Muitos anos se passaram e a estradinha tornou-se a rua principal de um vilarejo, e posteriormente a avenida principal de uma cidade.
Logo, a avenida transformou-se no centro de uma grande metrópole, e por ela passaram a transitar diariamente milhares de pessoas, seguindo a mesma trilha torta feita pelo bezerro… centenas de anos antes…
Os homens tem a tendência de seguir como cegos por trilhas feitas por pessoas inexperientes, e se esforçam de sol a sol a repetir o que os outros já fizeram.
Contudo, a velha e sábia floresta ria daquelas pessoas que percorriam aquela trilha, como se fosse um caminho único… Sem se atrever a mudá-lo.
Muitas vezes nos chamam de ousados, chatos, cri-cri, metidos, etc. pois temos ousado por caminhos novos, pois quando nos falam que devemos seguir aquele caminho pois todos estão indo por ali e não sentimos paz no coração, buscamos a resposta do alto, os conselhos de
Deus e através Dele, por Ele e com Ele à nossa frente seguimos novos desafios.
No tempo em que não havia automóveis, na cocheira de um famoso palácio real, um burro de carga curtia imensa amargura, em vista das pilhérias dos companheiros de apartamento.
Reparando-lhe o pêlo maltratado, as fundas cicatrizes do lombo e a cabeça tristonha e humilde, aproximou-se formoso cavalo árabe que se fizera detentor de muitos prêmios, e disse, orgulhoso:
— Triste sina a que recebeste! Não invejas minha posição em corridas?
Sou acariciado por mãos de princesas e elogiado pela palavra dos reis!
— Pudera! – exclamou um potro de fina origem inglesa: como conseguirá um burro entender o brilho das apostas e o gosto da caça?

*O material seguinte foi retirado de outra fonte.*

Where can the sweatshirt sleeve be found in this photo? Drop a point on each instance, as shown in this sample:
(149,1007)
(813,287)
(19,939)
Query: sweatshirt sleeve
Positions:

O infortunado animal recebia os sarcasmos, resignadamente.
Outro soberbo cavalo, de procedência húngara, entrou no assunto e comentou:
— Há dez anos, quando me ausentei de pastagem vizinha, vi este miserável sofrendo rudemente nas mãos do bruto amansador. É tão covarde que não chegava a reagir, nem mesmo com um coice. Não nasceu senão para carga e pancadas. É vergonhoso suportar-lhe a companhia.
Nisto, admirável jumento espanhol acercou-se do grupo, e acentuou sem piedade:
— Lastimo reconhecer neste burro um parente próximo. É animal desonrado, fraco, inútil, não sabe viver senão sob pesadas disciplinas. Ignora o aprumo da dignidade pessoal e desconhece o amor-próprio. Aceito os deveres que me competem até o justo limite; mas se me constrangem a ultrapassar as obrigações, recuso-me à obediência, pinoteio e sou capaz de matar.
As observações insultuosas não haviam terminado, quando o rei penetrou o recinto, em companhia do chefe das cavalariças.
— Preciso de um animal para serviço de grande responsabilidade, informou o monarca, um animal dócil e educado, que mereça absoluta confiança.
O empregado perguntou:
— Não prefere o árabe, Majestade?
— Não, não – falou o soberano, é muito altivo e só serve para corridas em festejos oficiais sem maior importância.
— Não quer o potro inglês?
— De modo algum. É muito irrequieto e não vai além das extravagâncias da caça.
— Não deseja o húngaro?
— Não, não. É bravio, sem qualquer educação. É apenas um pastor de rebanho.
— O jumento espanhol serviria? – insistiu o servidor atencioso.
— De maneira nenhuma. É manhoso e não merece confiança.
Decorridos alguns instantes de silêncio, o soberano indagou:
— Onde está meu burro de carga?
O chefe das cocheiras indicou-o, entre os demais.
O próprio rei puxou-o carinhosamente para fora, mandou ajaezá-lo com as armas resplandecentes de sua Casa e confiou-lhe o filho ainda criança, para longa viajem.
E ficou tranqüilo, sabendo que poderia colocar toda a sua confiança naquele animal…
Assim também acontece na vida.
Em todas as ocasiões, temos sempre grande número de amigos, de conhecidos e companheiros, mas somente nos prestam serviços de utilidade real aqueles que já aprenderam a servir, sem pensar em si mesmos.